# The quick and not-so-dirty way to calculate how much solar you need

If you’ve read any of our stuff or taken any of our quizzes, you’d know that we are geeks. We love tough problems and the complicated solutions they inspire. But we also like having fun. More than anything, we love making things simple. So, here’s what we thought could really help you.

A method to calculate how much solar you need in less than two minutes. Ready?

Ok, step one: grab your latest utility (electricity) bill and a cup of coffee. The coffee is not to wake you up because this is a super simple exercise but because, you know, coffee is awesome. On that bill, check out how much power you’ve consumed last month.  It would look something like the below:

What is a kWh? It’s a unit of energy. The above bill says that you consumed 294 units of energy from the grid. (FWIW: 294 is actually low. In 2021 the average US household consumed 886kWh in a month.)

Step 2: Once you have this number, divide it by 30 to get how much kWh you consume in a day. In this example it is roughly 10.
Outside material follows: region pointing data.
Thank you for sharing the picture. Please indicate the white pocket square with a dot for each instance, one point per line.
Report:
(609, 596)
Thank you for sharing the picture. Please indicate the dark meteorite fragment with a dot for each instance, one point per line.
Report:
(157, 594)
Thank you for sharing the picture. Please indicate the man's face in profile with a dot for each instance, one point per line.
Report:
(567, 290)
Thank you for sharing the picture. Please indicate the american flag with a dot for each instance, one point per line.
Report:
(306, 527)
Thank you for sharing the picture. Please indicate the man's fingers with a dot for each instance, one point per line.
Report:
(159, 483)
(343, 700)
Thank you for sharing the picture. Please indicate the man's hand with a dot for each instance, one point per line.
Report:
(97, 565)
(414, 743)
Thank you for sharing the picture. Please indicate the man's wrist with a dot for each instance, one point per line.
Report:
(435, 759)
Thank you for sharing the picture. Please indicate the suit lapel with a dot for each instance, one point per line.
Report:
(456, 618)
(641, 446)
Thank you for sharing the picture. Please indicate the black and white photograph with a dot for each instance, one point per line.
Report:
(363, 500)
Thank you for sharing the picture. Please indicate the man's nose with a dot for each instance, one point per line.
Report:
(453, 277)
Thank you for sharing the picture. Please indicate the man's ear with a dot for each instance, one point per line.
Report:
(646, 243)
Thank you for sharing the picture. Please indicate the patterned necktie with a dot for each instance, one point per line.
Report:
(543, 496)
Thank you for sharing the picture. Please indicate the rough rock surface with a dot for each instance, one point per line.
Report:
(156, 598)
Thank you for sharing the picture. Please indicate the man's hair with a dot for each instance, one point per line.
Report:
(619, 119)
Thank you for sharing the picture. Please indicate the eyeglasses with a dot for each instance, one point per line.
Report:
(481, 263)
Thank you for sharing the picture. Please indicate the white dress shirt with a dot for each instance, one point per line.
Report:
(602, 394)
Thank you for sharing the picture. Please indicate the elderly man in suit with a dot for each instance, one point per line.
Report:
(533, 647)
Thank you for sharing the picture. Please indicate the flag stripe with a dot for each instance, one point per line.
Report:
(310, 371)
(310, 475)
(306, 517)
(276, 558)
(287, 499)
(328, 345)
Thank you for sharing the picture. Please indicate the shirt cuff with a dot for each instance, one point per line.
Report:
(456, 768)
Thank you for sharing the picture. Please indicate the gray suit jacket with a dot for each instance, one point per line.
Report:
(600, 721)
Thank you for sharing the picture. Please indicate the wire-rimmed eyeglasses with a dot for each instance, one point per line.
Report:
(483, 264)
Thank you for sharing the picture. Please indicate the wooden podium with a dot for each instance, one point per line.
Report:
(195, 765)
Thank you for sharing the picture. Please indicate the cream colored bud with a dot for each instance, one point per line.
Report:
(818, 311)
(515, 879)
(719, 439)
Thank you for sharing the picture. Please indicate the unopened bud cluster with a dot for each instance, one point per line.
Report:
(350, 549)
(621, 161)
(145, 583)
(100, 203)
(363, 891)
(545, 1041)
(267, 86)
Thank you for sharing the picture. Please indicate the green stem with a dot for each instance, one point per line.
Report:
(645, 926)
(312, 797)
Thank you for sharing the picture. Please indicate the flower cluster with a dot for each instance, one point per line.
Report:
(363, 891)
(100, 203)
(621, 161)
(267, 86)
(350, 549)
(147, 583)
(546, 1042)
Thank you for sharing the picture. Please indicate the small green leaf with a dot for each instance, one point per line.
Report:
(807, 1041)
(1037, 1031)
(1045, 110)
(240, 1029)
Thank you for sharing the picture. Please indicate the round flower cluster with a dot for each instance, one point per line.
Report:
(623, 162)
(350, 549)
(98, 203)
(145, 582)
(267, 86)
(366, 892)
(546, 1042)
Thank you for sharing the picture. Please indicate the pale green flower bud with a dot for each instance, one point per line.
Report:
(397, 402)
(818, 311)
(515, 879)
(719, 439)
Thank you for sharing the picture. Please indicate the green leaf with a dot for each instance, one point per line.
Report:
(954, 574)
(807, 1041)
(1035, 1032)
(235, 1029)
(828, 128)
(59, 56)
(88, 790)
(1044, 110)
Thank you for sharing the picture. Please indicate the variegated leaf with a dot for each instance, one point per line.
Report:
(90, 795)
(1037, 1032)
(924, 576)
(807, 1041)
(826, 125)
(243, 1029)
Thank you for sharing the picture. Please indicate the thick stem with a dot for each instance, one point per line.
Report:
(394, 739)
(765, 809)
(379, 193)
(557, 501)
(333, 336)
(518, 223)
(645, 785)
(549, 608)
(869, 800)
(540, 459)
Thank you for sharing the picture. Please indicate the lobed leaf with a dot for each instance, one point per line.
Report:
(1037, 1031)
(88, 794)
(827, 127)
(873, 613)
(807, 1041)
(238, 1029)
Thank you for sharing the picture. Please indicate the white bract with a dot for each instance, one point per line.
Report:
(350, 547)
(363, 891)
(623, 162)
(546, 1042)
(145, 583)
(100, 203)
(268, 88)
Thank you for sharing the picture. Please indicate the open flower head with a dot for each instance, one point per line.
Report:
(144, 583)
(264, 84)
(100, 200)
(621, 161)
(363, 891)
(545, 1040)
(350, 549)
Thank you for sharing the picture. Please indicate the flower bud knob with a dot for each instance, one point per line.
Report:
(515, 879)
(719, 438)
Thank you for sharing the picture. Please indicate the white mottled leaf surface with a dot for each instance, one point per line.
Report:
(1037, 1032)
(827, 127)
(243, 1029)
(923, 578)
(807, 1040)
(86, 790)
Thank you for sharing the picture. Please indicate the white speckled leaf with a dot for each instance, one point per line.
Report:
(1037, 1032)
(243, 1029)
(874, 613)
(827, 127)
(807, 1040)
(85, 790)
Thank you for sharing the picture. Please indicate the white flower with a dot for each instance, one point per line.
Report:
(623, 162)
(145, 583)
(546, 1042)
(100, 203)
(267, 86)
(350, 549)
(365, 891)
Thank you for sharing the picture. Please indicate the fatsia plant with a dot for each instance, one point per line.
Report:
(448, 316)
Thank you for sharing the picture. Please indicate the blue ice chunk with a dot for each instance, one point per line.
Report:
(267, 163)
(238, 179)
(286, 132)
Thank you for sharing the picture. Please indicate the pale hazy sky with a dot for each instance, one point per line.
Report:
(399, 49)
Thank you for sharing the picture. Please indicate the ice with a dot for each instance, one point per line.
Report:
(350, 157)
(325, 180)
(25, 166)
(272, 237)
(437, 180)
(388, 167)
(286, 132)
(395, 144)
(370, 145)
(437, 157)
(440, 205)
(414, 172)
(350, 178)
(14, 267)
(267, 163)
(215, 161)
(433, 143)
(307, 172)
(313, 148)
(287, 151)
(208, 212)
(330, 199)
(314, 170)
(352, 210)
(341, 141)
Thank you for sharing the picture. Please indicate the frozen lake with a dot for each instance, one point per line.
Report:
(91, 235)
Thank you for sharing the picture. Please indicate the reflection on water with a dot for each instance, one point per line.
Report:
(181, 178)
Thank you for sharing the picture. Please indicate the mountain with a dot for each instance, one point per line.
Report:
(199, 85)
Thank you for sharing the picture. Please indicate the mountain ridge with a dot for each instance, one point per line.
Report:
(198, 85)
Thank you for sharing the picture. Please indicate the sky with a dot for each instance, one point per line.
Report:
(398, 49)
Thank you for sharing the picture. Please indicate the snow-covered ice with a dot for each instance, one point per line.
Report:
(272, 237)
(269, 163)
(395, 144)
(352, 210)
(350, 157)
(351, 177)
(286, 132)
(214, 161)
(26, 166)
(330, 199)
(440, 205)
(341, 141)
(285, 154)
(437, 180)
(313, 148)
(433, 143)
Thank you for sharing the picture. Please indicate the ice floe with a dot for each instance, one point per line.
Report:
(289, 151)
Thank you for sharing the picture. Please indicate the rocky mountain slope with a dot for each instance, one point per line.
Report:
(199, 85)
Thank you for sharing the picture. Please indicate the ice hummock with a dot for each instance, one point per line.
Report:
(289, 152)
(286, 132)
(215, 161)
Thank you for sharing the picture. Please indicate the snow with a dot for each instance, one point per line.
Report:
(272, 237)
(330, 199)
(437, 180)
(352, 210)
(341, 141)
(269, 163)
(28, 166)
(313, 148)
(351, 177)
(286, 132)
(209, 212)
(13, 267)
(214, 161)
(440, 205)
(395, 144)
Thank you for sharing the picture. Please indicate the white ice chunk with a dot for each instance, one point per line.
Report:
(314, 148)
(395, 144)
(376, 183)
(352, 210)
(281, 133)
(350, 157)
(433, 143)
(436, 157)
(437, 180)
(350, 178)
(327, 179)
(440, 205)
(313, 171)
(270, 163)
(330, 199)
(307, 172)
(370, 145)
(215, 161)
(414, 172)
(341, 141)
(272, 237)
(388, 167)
Step 3: Divide this number by the number of hours of “full sunlight” you get in a day. What does this mean? The sun is up for several hours a day, but the light is dim in the mornings and the evenings, so the average number of full sunlight hours is lower. For example, Las Vegas gets 6.37 hours of full sunlight whereas Jackson, Mississippi gets 4.47 hours. If you don’t know how many full sunlight hours you get, you can assume 5 and be none the wiser. In this example, divide 10 by 5 and you get 2. Therefore, you need 2kW of solar. If you are installing 420W panels (the most popular ones today), you need 5 panels.

Read More: How Many Solar Panels Do You Need?

And that’s it. Three easy steps. But if you want to geek out here are some things to sink your teeth into:

1. We started with the latest utility bill but ideally you should calculate your average for the whole year to cover for all seasons (we receive more sunlight in summer (shocker!) and so on).
1. The above calculation assumes you are designing a solar system for 100% of the electricity you consume today. There has been a lot of research on this topic. With net-metering (where the utility pays you back for the solar you produce and don’t consume) this works out to have the best payback across various scenarios. However, it doesn’t make any assumptions for the future. For example, if you plan to buy an EV, then perhaps you need to install more solar to be prepared for the future.
1. On average, a solar panel is 5.4 feet by 3.25 feet. If your calculations exceed how much you can accommodate, you may have to scale it down.
1. Ultimately, speaking to a local, trustworthy installer who understands how the utility company operates, what the state electricity codes mandate, and your current and future electricity needs will provide the best possible estimate. But all of them follow a version of the above but it gets more sophisticated as one includes things such as the direction the panels should be facing (south is always better), azimuth, irradiance etc. But now, you will be better prepared (even before you finish that coffee!).